The person who is seating at Seat no 12 is opposite to Seat no. 1 and the difference from Seat no. 1 to Seat no 12 is 11, i.e n+11 (Where n is given seat number). Similarly seat no 1 is opposite to Seat no. 12 and the difference from seat no. 12 to seat no 1 is 11 i.e n-11 (Where n is given seat number).

In the same way Seat no 7 is opposite to Seat no. 6 and the difference from Seat no. 6 to Seat no 7 is 1, i.e n+1 (Where n is given seat number) and Seat no 6 is opposite to Seat no. 7 and the difference from Seat no. 7 to Seat no 6 is 1, i.e n-1 (Where n is given seat number).

Middle Seat : Seat number 2, 5, 7 and 11 are MS.
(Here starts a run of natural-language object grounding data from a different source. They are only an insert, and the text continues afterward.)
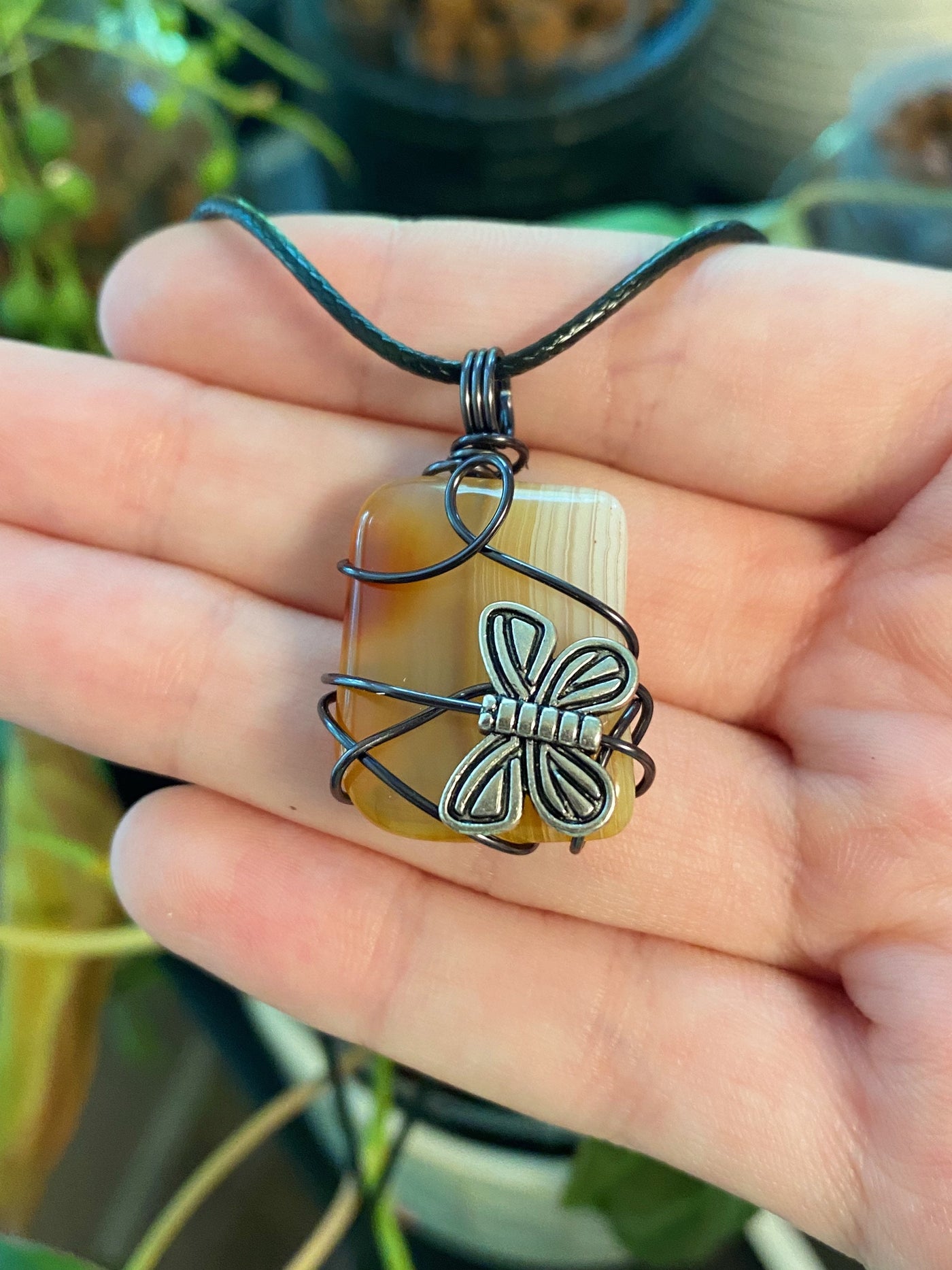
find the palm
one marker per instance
(752, 982)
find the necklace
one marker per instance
(489, 684)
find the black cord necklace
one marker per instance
(524, 756)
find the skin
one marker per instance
(754, 981)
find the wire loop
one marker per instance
(486, 395)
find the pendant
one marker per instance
(488, 684)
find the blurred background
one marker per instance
(149, 1114)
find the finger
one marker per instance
(155, 464)
(806, 382)
(733, 1071)
(162, 668)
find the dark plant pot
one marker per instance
(590, 139)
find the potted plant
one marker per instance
(522, 110)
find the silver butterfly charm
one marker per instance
(543, 725)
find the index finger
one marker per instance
(804, 382)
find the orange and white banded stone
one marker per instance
(424, 635)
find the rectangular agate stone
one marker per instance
(424, 635)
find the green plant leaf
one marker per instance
(20, 1255)
(662, 1216)
(14, 16)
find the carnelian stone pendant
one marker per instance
(438, 637)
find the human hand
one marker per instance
(754, 981)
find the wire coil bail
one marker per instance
(486, 395)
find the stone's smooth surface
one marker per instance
(426, 634)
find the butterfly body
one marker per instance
(508, 716)
(543, 728)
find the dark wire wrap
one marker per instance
(488, 450)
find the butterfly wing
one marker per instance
(486, 792)
(571, 792)
(517, 646)
(592, 676)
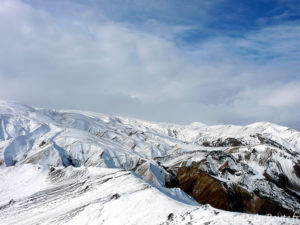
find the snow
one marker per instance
(75, 167)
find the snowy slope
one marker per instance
(53, 167)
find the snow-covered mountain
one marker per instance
(73, 167)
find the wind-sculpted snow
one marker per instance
(31, 194)
(73, 167)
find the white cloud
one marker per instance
(115, 68)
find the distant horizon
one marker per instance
(213, 62)
(146, 120)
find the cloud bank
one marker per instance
(116, 67)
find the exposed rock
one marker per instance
(209, 190)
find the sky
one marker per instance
(177, 61)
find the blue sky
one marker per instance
(219, 61)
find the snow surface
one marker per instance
(74, 167)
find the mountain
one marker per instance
(74, 167)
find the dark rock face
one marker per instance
(209, 190)
(228, 142)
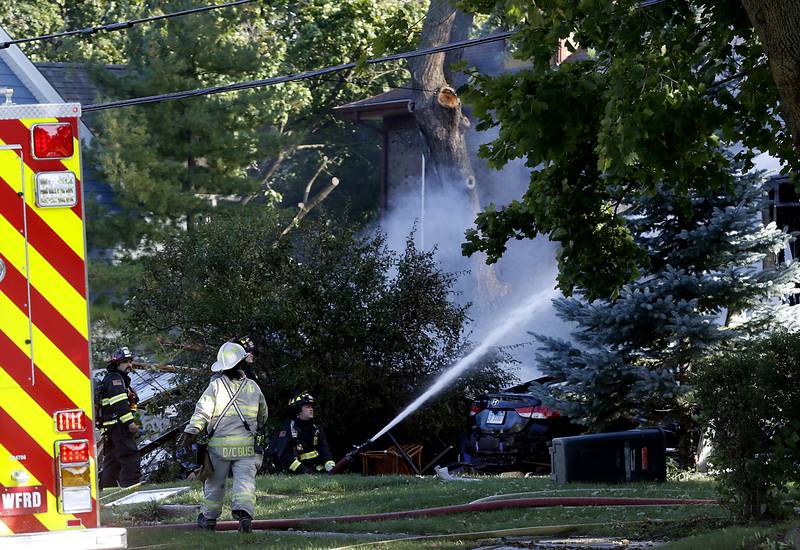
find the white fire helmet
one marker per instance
(229, 355)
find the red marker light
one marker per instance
(70, 421)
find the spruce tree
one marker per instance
(704, 287)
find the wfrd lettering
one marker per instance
(20, 501)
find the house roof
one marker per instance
(394, 102)
(30, 86)
(73, 80)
The person who is seating at seat no 11 is opposite to Seat no. 2 and the difference from Seat no. 2 to Seat no 11 is 9, i.e n+9 (Where n is given seat number). Similarly Seat no 2 is opposite to Seat no. 11 and the difference from Seat no. 11 to Seat no 2 is 9 i.e n-9 (Where n is given seat number).

In the same way Seat no 8 is opposite to Seat no. 5 and the difference from Seat no. 5 to Seat no 5 is 3, i.e n+3 (Where n is given seat number) and Seat no 5 is opposite to Seat no. 8 and the difference from Seat no. 8 to Seat no 5 is 3, i.e n-3 (Where n is given seat number).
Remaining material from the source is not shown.